As attorney general, you have been granted the power of directing the work of U.S. attorneys and all other counsel employed on behalf of the U.S. What can you do with this power? Lots of things. But, please start here:

While there are 94 federal judicial districts in the United States, there are only 17 capital habeas units of the federal defender’s offices that specialize in habeas corpus and monitor the progress of death penalty cases through their state courts. We need the other 77 districts to do similar work, and then all units need to bring the judicial system up to date by publishing their data on an open data portal. An open data portal would allow for there to be real-time tracking, updates and the possibility of creating better guidance in determining deadlines for the attorneys handling capital habeas cases. Create an internal oversight unit that would push for stronger sanctions of attorneys who have consistently proven to be incompetent counsel. Shift the burden of proof from the hands of those who have little to no knowledge of the complex habeas corpus laws to the lawyers who are trained to handle these cases. Push for state courts to improve their systems for appointing and funding habeas counsel. In particular, states must become transparent about what attorneys they have assigned. Push for stronger congressional guidelines on appointing attorneys to federal habeas corpus proceedings. Argue that judges who fail to sanction these attorneys should be subject to sanctions themselves.
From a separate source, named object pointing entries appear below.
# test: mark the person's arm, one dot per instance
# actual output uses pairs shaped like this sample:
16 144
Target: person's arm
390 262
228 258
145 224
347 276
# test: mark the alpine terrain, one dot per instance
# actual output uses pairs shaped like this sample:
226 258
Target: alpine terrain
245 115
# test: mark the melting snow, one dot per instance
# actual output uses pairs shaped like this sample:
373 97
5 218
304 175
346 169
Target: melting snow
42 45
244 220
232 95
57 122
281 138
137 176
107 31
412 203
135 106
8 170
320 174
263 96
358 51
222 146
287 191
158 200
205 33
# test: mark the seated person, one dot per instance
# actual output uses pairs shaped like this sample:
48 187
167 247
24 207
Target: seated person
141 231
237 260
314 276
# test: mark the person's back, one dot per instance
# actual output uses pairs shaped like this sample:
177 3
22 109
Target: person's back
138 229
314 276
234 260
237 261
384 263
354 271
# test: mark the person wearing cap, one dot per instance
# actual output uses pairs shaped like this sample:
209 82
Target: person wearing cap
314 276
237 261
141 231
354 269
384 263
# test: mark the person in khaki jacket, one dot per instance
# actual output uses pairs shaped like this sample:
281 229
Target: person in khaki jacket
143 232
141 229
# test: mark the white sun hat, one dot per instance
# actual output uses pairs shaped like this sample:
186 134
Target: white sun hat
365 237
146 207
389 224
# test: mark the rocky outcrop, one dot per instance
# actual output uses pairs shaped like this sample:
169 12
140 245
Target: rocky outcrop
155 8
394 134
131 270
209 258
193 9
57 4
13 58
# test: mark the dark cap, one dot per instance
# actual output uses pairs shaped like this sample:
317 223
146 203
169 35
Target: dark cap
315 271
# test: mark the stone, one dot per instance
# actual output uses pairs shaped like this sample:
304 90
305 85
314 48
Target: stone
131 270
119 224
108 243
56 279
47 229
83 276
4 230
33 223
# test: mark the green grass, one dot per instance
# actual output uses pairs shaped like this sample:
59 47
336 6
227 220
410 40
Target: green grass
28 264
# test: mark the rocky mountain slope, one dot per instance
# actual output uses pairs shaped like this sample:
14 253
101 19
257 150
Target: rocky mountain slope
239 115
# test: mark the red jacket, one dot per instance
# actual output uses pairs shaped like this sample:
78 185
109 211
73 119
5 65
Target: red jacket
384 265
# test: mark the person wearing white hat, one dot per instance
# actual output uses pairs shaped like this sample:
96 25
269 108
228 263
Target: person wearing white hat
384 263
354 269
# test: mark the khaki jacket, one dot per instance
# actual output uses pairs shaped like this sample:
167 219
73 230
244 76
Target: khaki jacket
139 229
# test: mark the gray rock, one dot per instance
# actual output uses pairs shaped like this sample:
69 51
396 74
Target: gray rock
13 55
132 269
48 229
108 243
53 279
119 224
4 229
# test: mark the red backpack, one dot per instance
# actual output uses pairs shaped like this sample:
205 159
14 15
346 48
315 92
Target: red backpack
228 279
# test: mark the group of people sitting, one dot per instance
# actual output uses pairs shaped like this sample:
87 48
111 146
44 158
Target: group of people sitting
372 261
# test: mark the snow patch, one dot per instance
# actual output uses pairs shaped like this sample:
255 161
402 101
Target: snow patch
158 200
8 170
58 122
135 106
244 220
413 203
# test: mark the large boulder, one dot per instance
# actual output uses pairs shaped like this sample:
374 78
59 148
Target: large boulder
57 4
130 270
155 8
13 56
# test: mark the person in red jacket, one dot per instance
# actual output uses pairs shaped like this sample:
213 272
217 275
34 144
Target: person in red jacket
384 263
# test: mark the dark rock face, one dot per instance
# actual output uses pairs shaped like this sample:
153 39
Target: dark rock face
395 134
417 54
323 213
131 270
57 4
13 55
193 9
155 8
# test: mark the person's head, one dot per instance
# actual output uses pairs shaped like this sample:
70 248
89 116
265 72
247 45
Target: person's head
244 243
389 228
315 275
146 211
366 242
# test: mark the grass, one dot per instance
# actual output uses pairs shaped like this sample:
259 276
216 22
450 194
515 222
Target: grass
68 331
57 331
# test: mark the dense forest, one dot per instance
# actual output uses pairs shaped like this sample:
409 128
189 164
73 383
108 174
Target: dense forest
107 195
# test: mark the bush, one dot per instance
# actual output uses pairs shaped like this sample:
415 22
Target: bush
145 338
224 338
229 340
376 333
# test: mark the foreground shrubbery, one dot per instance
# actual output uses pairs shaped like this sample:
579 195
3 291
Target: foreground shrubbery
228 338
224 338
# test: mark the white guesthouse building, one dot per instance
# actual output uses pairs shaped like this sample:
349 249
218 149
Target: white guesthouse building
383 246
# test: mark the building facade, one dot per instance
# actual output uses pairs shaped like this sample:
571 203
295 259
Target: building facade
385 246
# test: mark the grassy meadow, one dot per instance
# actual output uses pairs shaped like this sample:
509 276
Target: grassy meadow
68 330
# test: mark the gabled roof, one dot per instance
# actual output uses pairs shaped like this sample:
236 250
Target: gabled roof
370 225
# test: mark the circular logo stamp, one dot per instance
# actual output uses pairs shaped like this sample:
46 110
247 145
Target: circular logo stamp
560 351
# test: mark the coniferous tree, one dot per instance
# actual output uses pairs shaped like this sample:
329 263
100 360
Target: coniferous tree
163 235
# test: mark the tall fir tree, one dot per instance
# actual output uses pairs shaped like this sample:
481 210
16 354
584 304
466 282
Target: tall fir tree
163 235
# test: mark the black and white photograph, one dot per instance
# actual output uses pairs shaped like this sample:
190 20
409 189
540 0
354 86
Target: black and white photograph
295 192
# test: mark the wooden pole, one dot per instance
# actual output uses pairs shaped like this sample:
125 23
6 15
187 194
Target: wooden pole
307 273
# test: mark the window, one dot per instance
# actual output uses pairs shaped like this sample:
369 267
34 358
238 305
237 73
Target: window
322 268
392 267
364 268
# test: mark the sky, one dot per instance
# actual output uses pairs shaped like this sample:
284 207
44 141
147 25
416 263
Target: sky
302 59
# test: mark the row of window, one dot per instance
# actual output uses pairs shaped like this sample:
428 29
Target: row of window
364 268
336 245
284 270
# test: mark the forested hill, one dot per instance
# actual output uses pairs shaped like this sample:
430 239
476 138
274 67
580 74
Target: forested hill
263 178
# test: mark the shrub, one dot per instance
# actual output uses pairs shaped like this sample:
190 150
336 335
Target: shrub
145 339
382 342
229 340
These changes are necessary if we want a competent judiciary; when you take a poorly written statute like AEDPA and combine it with ineffective counsel systems, you get what Judge Rosemary Barkett reasonably calls an inadequate system. From easily-missed critical deadlines to incompetent counsel, AEDPA has made it nearly impossible for many to have their claims heard, resulting in what the Marshall Project calls “death by deadline.” The Marshall Project looked into 80 cases where the deadline was missed — a small fraction of the total number of cases featuring these problems. In its review, it found that several lawyers missed the deadline by more than two years. One attorney missed the deadline by more than 11 years. The review revealed that procedural and staffing issues have effectively turned the judicial system into a black hole for people who have been sentenced to death. It’s amazing how much confusion and ineffectiveness has been produced by this single attempt to make the death penalty “effective.”

Problems like these in our court system mean that we cannot trust that things will go smoothly. Take, for example, the fact that 2014 witnessed the highest number of exonerations taking place in the last five years. What if exonerees Henry McCollum, Leon Brown, Glenn Ford, Carl Dausch, Ricky Jackson, Wiley Bridgeman and Kwame Ajamu were denied their final review? They would be like the 16 already executed as described by the Marshall Project due to a missed deadline.

You are a pioneer. Let your legacy include tackling the Anti-Terrorism and Effective Death Penalty Act, because it is a principle of law in this country that even if a person has been sentenced to death they have a right to challenge that decision. Your acknowledgement of this issue and push for change will force this to be a priority for your successor. Let your legacy include you being the first attorney general to call for courts around the country to buy into the idea of open data and transparency; to further the practice of sharing information; and to make more informed decisions and well-crafted laws. You have already made history, but, before you go, set this precedent.